CREATE EXTERNAL TABLE IF NOT EXISTS cf_logs (
  logdate date,
  logtime string,
  location string,
  bytes bigint,
  requestip string,
  method string,
  host string,
  uri string,
  status bigint,
  referrer string,
  useragent string,
  uriquery string,
  cookie string,
  resulttype string,
  requestid string,
  header string,
  csprotocol string,
  csbytes string,
  timetaken bigint,
  forwardedfor string,
  sslprotocol string,
  sslcipher string,
  responseresulttype string,
  protocolversion string,
  browserfamily string,
  osfamily string,
  isbot string,
  filename string,
  distribution string
)
PARTITIONED BY(year string, month string, day string, hour string)
ROW FORMAT DELIMITED
FIELDS TERMINATED BY '\t'
LOCATION 's3://<pre-processing-log-bucket>/prefix/';

Creation of the Athena partition

A popular website with millions of requests each day routed using Amazon CloudFront can generate a large volume of logs, on the order of a few terabytes a day. We strongly recommend that you partition your data to effectively restrict the amount of data scanned by each query. Partitioning significantly improves query performance and substantially reduces cost. The Lambda partitioning function adds the partition information to the Athena table for the data delivered to the preprocessed logs bucket.

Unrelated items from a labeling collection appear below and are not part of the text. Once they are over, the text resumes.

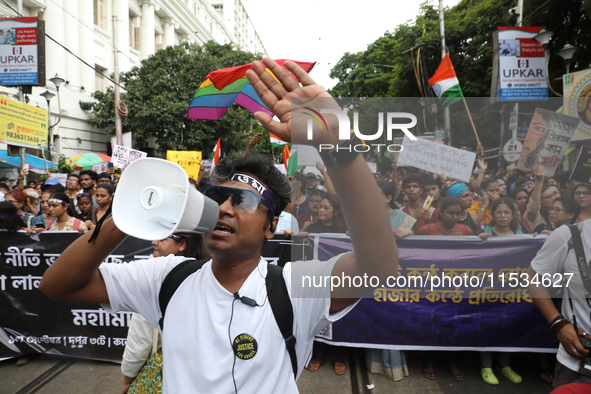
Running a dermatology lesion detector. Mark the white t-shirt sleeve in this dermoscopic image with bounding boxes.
[284,255,358,336]
[121,313,154,378]
[99,255,187,327]
[531,226,571,274]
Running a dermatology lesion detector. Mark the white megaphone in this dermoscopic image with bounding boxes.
[112,158,219,241]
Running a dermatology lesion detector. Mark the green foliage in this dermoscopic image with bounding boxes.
[80,42,262,157]
[330,0,591,147]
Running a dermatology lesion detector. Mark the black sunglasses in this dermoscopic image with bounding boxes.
[203,186,273,213]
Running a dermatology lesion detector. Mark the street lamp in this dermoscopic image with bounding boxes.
[533,29,562,97]
[556,44,579,74]
[40,74,66,166]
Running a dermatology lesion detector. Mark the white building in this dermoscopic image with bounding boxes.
[0,0,266,169]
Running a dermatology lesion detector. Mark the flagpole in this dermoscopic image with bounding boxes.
[439,0,451,146]
[462,97,480,145]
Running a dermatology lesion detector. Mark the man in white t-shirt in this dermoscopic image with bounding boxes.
[528,220,591,388]
[39,59,398,393]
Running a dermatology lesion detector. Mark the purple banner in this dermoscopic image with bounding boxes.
[317,235,557,352]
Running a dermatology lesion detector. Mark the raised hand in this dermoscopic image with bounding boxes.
[246,58,340,145]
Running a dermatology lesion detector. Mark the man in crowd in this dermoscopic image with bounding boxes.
[527,220,591,388]
[402,172,439,228]
[39,59,398,393]
[80,170,98,209]
[66,174,80,214]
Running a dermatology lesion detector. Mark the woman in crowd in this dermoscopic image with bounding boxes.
[34,189,56,232]
[511,187,533,234]
[299,194,347,237]
[47,193,88,233]
[289,172,309,218]
[378,180,417,238]
[4,189,36,228]
[416,196,474,381]
[119,233,210,394]
[524,164,561,229]
[479,198,523,385]
[445,183,480,234]
[365,180,417,382]
[534,197,581,235]
[479,197,523,239]
[415,196,474,235]
[94,183,115,222]
[299,194,347,375]
[0,201,27,232]
[573,182,591,222]
[297,190,326,231]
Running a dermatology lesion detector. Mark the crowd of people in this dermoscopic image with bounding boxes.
[0,57,591,392]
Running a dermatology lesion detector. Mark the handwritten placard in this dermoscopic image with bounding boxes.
[166,150,202,180]
[517,108,581,176]
[398,136,476,182]
[570,146,591,182]
[111,145,148,168]
[92,163,109,174]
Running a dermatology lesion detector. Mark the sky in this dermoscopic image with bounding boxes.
[243,0,459,89]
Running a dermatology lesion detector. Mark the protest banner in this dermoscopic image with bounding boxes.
[398,136,476,182]
[111,145,148,168]
[166,150,202,180]
[0,231,556,362]
[312,235,556,353]
[51,173,68,187]
[570,146,591,183]
[92,163,109,174]
[517,108,581,176]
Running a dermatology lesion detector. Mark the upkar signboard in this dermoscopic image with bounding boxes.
[0,96,47,149]
[0,17,45,86]
[496,27,548,101]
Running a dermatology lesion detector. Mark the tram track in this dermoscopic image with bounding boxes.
[15,360,76,394]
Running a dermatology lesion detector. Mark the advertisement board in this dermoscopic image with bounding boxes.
[0,17,45,86]
[494,27,548,101]
[0,96,47,149]
[562,68,591,141]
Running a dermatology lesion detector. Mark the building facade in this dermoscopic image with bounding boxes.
[0,0,266,168]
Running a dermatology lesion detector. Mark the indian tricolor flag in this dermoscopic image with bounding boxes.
[211,138,223,170]
[269,133,287,148]
[429,53,464,108]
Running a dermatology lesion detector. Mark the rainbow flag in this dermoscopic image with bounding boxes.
[188,59,316,120]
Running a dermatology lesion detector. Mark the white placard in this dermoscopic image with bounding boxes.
[51,173,68,187]
[92,163,109,174]
[111,145,148,168]
[291,145,324,167]
[398,136,476,182]
[111,131,132,149]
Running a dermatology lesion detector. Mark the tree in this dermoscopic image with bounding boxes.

Before delivering the preprocessed Amazon CloudFront logs file into the preprocessed logs bucket, Amazon Kinesis Firehose adds a UTC time prefix in the format YYYY/MM/DD/HH. This approach supports multilevel partitioning of the data by year, month, date, and hour. You can invoke the Lambda partitioning function every time a new processed Amazon CloudFront log is delivered to the preprocessed logs bucket. To do so, configure the Lambda partitioning function to be triggered by an S3 Put event.

For a website with millions of requests, a large number of preprocessed logs can be delivered multiple times in an hour—for example, at the interval of one each second. To avoid querying the Athena table for partition information every time a preprocessed log file is delivered, you can create an Amazon DynamoDB table for fast lookup.

Based on the year, month, data and hour in the prefix of the delivered log, the Lambda partitioning function checks if the partition specification exists in the Amazon DynamoDB table. If it doesn’t, it’s added to the table using an atomic operation, and then the Athena table is updated.

Type the following command to create the Amazon DynamoDB table.

aws dynamodb create-table --table-name athenapartitiondetails \
--attribute-definitions AttributeName=PartitionSpec,AttributeType=S \
--key-schema AttributeName=PartitionSpec,KeyType=HASH \
--provisioned-throughput ReadCapacityUnits=100,WriteCapacityUnits=100

Here the following is true:

  • PartitionSpec is the hash key and is a representation of the partition signature—for example, year=”2017”; month=”05”; day=”15”; hour=”10”.
  • Depending on the rate at which the processed log files are delivered to the processed log bucket, you might have to increase the ReadCapacityUnits and WriteCapacityUnits values, if these are throttled.

The other attributes besides PartitionSpec are the following:

  • PartitionPath – The S3 path associated with the partition.
  • PartitionType – The type of partition used (Hour, Month, Date, Year, or ALL). In this case, ALL is used.

Next step is to create the IAM role to provide permissions for the Lambda partitioning function. You require permissions to do the following:

  1. Look up and write partition information to DynamoDB.
  2. Alter the Athena table with new partition information.
  3. Perform Amazon CloudWatch logs operations.
  4. Perform Amazon S3 operations.

To download the policy document to your local machine, type following command.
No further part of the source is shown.